The top U.S. military officer in the Pacific said the potential deployment of a Terminal High-Altitude Area Defense (THAAD) missile defense battery to South Korea is none of China’s business and called its interference “preposterous.”
Adm. Harry Harris, chief of U.S. Pacific Command, said the decision to station the Lockheed Martin [LMT] built air defense shield is a bilateral one between the United States and South Korea. The two nations are in discussions over whether to deploy THAAD in direct response to provocations from North Korea, Harris said Feb. 25 during a press conference at the Pentagon.
“We haven’t agreed…to put a THAAD in Korea,” Harris said. “What we have agreed to do is consult about it, think about it, talk about it and discuss it. The decision to discuss it is not necessarily a decision to do it. Not yet.”
China balked when the U.S. and South Korean governments announced they would enter discussions about a THAAD deployment, saying it could threaten Beijing’s regional strategic interests. Harris cried foul on Feb. 25, saying the anti-ballistic missile system poses no threat to China.
“China’s…interference in that process is preposterous, especially when you consider that THAAD is not a threat to China,” he said. “It’s there in order to defend Americans that are in Korea, their families and the Koreans. If China wanted to exert a lot of influence on somebody to prevent THAAD from being considered going into Korea, then they should exert that influence on North Korea.”
THAAD might not be a direct challenge to China’s ascendant hegemony in the South China Sea region, but U.S. naval and air presence there is directly aimed at preserving freedom of navigation through the area from Chinese interference.
Harris accused China of militarizing the South China Sea by reclaiming 3,000 acres of military bases on contested islands dotting the area. Chinese expansionism threatens the free flow of $5 trillion in annual trade that flows through the sea, he said.
If China continues to arm all of the bases they have reclaimed in the South China Sea, they will change the operational landscape in the region. And short of war with the United States, they can rise to the level of having operational control, tactical control of the waterways and airways in the South China Sea.
“If China continues to arm all of the bases they have reclaimed in the South China Sea, they will change the operational landscape in the region,” Harris said. “And short of war with the United States, they can rise to the level of having operational control, tactical control of the waterways and airways in the South China Sea.”
To counter Chinese expansionism and protect trade routes, the U.S. military maintains a nearly continuous presence of naval ships in the South China Sea region and flies regular surveillance patrols as well, Harris said. DDG-51 destroyers, cruisers and Littoral Combat Ships have all transited the South China Sea and patrolled near contested islands in freedom of navigation operations (FONOPS), as well as aircraft carriers and their escort ships.
Air Force B-52 bombers recently buzzed a group of islands claimed by China and several other nations, creating an international stir.
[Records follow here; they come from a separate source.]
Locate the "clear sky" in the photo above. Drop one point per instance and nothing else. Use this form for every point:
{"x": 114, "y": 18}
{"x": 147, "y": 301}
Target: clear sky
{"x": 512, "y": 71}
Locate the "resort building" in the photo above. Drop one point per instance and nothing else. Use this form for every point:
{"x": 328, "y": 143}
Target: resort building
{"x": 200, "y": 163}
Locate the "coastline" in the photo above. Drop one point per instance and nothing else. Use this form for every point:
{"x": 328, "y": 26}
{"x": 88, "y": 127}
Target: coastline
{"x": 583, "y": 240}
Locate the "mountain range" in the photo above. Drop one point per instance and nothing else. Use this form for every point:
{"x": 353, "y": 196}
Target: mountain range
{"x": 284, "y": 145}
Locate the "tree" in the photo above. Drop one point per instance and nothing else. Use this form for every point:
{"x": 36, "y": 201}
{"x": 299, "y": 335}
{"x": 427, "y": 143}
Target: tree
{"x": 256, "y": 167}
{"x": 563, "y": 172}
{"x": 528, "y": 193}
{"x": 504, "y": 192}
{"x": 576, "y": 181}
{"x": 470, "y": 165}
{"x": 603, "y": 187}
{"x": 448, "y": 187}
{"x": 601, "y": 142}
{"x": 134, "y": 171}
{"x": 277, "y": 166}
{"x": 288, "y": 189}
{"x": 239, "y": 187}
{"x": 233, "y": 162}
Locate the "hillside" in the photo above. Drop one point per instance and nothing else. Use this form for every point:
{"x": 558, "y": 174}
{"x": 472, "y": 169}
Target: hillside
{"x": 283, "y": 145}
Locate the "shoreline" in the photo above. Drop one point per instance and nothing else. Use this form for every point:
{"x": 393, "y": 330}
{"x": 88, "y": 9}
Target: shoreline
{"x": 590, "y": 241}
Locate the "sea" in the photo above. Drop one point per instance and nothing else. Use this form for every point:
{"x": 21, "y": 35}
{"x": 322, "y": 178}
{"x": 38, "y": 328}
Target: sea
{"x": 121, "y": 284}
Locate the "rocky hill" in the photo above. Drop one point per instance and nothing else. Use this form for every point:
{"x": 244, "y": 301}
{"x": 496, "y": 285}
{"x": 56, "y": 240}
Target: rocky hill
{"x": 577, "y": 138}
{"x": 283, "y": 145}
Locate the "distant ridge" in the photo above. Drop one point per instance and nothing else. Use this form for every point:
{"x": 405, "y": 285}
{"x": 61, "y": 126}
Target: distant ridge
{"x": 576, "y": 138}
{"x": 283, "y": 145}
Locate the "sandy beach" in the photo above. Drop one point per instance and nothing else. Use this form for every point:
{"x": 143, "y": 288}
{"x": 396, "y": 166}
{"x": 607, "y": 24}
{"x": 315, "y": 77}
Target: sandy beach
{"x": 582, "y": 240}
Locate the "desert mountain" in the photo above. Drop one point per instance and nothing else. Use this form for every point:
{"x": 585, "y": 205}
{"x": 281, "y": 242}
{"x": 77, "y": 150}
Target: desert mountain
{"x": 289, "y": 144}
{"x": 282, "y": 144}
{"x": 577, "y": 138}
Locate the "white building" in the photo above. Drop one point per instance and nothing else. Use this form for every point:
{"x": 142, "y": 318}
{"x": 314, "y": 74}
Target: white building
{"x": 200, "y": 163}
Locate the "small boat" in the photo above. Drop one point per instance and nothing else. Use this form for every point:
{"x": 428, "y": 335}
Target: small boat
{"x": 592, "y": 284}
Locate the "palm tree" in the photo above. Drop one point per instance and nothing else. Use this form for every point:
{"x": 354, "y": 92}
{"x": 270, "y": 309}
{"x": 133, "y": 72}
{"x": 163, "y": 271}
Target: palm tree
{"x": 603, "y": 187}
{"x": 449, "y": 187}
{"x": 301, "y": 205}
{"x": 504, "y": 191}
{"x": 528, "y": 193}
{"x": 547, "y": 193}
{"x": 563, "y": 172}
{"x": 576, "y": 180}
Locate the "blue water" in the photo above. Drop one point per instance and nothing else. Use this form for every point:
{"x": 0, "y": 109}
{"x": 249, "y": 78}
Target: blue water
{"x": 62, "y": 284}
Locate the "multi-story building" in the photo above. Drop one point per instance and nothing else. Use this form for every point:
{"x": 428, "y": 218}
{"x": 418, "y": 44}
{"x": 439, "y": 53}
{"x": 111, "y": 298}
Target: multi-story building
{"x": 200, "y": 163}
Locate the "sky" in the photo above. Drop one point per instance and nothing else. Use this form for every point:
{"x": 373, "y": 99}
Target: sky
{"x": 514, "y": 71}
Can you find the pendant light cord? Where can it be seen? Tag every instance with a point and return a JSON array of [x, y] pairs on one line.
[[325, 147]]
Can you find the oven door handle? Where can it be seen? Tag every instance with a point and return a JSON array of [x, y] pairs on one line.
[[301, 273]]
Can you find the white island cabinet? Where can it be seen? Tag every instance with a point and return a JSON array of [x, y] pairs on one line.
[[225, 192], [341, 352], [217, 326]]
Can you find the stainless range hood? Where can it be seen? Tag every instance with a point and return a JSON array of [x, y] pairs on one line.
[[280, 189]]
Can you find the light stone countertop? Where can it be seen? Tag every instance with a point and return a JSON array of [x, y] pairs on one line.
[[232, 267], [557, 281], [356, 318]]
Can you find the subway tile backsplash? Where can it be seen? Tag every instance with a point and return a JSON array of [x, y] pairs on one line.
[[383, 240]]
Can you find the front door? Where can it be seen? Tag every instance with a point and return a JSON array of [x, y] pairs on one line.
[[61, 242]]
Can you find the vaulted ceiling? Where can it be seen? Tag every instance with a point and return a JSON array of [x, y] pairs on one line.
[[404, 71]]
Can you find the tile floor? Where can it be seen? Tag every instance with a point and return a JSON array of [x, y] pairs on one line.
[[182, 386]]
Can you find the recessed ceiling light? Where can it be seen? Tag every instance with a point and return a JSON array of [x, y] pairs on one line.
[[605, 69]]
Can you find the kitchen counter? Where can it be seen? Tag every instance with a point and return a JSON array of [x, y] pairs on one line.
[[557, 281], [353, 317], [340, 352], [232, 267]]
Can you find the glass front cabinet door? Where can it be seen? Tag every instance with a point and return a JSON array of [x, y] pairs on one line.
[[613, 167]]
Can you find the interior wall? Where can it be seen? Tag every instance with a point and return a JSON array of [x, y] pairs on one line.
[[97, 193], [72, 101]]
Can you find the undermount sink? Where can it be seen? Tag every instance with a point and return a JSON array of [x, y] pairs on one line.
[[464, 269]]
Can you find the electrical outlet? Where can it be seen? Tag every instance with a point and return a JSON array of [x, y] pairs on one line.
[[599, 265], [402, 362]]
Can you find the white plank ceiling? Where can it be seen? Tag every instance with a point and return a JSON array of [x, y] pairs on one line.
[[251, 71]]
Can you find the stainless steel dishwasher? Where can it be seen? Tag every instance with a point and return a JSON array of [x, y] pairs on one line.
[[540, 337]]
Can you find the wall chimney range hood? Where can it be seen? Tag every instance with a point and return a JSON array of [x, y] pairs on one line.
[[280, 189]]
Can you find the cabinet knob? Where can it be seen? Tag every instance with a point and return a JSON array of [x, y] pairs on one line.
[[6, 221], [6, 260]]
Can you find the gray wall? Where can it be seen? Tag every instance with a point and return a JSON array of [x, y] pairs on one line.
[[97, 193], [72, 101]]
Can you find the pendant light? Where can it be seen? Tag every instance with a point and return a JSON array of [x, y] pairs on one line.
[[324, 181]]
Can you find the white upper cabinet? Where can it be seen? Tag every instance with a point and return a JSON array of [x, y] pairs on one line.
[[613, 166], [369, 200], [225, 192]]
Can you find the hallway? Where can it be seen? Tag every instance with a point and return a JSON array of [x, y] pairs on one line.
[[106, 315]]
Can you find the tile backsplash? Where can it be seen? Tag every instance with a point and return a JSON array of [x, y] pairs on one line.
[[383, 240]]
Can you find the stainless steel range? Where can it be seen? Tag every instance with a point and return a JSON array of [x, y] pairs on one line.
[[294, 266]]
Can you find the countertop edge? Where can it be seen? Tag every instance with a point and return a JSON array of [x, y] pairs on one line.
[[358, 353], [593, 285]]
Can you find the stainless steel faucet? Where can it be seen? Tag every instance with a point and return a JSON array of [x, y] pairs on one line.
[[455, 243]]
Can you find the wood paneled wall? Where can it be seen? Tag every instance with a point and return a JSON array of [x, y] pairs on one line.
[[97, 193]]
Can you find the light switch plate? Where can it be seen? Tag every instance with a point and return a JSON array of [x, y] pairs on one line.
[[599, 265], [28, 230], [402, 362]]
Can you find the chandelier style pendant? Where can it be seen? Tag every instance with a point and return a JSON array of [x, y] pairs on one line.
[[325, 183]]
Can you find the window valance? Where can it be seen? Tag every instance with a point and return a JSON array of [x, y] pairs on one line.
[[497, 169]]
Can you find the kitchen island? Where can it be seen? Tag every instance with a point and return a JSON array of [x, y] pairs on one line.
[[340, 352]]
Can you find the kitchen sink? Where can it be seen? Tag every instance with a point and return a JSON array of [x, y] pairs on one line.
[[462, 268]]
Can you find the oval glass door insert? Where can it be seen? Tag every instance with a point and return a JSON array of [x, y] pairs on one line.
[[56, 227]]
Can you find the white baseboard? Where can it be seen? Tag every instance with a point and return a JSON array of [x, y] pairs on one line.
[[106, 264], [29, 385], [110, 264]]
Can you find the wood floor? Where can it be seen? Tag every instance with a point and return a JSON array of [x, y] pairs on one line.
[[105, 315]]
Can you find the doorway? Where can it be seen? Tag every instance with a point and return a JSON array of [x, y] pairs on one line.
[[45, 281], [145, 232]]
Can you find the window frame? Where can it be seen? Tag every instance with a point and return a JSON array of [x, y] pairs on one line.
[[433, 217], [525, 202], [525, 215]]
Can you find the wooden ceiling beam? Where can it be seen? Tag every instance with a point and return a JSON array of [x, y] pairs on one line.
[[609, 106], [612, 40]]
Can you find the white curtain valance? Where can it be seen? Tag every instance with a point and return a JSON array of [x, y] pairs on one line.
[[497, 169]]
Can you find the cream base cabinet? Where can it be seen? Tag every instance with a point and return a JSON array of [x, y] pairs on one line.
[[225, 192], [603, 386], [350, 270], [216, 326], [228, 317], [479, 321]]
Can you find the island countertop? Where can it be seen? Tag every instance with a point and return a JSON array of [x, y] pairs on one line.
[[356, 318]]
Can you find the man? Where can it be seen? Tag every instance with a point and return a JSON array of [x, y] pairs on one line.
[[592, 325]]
Harris maintained such exercises were legal because they are performed in international waters.
“The role they play is presence operations,” Harris said. They are there to do presence operations and when called upon, we ask them to do freedom-of-navigation and other specialized operations. …I’m very confident in the military capabilities that are resident in PACOM.”
China is developing cruise missiles with terminal guidance capabilities that threaten U.S. warships in the region. Harris would not comment on Chinese weapons directly, but said the U.S. military must keep up development of its own weapons, as a way to lessen the threat posed by potential adversaries. He mentioned expanded use of the Standard Missile-6 (SM-6) and Long-Range Anti-Ship Missile (LRASM) as projects that will ensure overmatch for the U.S. military in the Pacific.
“Of course I am concerned about the weapons that our potential adversaries field,” Harris said. “I think we need to also field the best capability we have not only to defend ourselves, but also for offensive capability. These are all capabilities that I think we need. We need to build these up so that these threats are minimized in the future and I think we’re on the right path.”